In today’s worldwide marketplace, there is much being offered through auctions to the highest bidder. Whether its drilling rights for an oil company, logging rights for lumber, or excess telecom equipment on eBay, there are many instances in which the proper strategy for an auction, whether one is the buyer or seller, is ultimately the key to long term success.  By using game theory as a tool in designing your decision support, a bidder or seller can be better assured that the final results of an auction will truly reflect the value of the item, service or commodity purchased. 


Bibliography



[i] McMillan, J. (1994).
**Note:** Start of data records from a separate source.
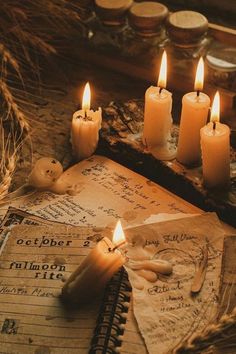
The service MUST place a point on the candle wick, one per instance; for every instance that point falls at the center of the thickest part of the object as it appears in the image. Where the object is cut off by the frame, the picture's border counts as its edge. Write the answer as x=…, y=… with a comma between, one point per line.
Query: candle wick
x=117, y=246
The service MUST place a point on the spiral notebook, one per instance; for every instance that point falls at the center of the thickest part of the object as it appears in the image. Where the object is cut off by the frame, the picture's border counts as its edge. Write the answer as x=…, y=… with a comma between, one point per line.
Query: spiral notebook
x=34, y=261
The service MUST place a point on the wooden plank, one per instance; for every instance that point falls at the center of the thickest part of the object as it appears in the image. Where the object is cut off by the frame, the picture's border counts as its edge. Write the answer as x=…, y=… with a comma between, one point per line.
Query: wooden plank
x=121, y=141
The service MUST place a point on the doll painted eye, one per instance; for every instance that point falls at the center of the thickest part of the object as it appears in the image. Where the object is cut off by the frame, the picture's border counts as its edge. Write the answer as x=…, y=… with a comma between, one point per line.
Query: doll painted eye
x=45, y=172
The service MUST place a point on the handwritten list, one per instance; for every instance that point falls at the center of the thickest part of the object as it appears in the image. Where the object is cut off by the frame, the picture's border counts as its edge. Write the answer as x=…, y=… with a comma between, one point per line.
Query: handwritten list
x=33, y=267
x=106, y=191
x=166, y=311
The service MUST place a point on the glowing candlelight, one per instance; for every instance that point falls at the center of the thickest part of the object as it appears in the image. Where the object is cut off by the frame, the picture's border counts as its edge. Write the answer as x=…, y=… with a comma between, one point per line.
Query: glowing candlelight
x=215, y=109
x=194, y=114
x=85, y=127
x=215, y=147
x=157, y=116
x=162, y=79
x=86, y=101
x=199, y=78
x=96, y=269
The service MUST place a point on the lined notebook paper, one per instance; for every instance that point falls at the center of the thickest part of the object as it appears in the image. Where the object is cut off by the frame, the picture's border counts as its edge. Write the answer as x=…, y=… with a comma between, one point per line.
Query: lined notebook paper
x=33, y=265
x=120, y=193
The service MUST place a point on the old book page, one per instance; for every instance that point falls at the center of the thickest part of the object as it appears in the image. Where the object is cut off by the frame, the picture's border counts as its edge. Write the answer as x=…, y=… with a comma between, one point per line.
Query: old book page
x=166, y=310
x=34, y=262
x=104, y=191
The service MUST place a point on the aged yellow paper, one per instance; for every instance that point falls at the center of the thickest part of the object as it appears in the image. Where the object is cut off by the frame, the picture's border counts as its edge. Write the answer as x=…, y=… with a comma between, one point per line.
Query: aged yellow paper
x=34, y=262
x=166, y=311
x=104, y=191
Selling Spectrum Rights [Electronic Version] Journal of Economic Perspectives.  April 5, 1994.

 

[ii] Klarriech, E. (2003).  The Bidding Game.  [Electronic Version]. Beyond Discoveries.  National Academy of Science, March 2003. Retrieved April 12, 2003 from the World Wide Web: http://www.beyonddiscovery.org/content/view.txt.asp

 

[iii] Lewyn, M. (1994). What Price Air? [Electronic Version]  Business Week. March 14, 1994.  Retrieved April 12, 2003 from the World Wide Web: http://zia.hss.cmu.edu/miller/eep/news/whatpriceair.txt

 

[iv] Zaretsky, A. (1998, January). Going Once, Going Twice, Sold. Regional Economist.  Retrieved April 12, 2003 from the World Wide Web: http://stlouisfed.org/publications/re/1998/a/re1998a4.html

 

[v] Klarriech, E. (2003).  Ibid

 

[vi] Marakas, G. (1999).  Decision Support Systems in the 21ST Century. (1st ed.) Upper Saddle River, NJ : Prentice Hall.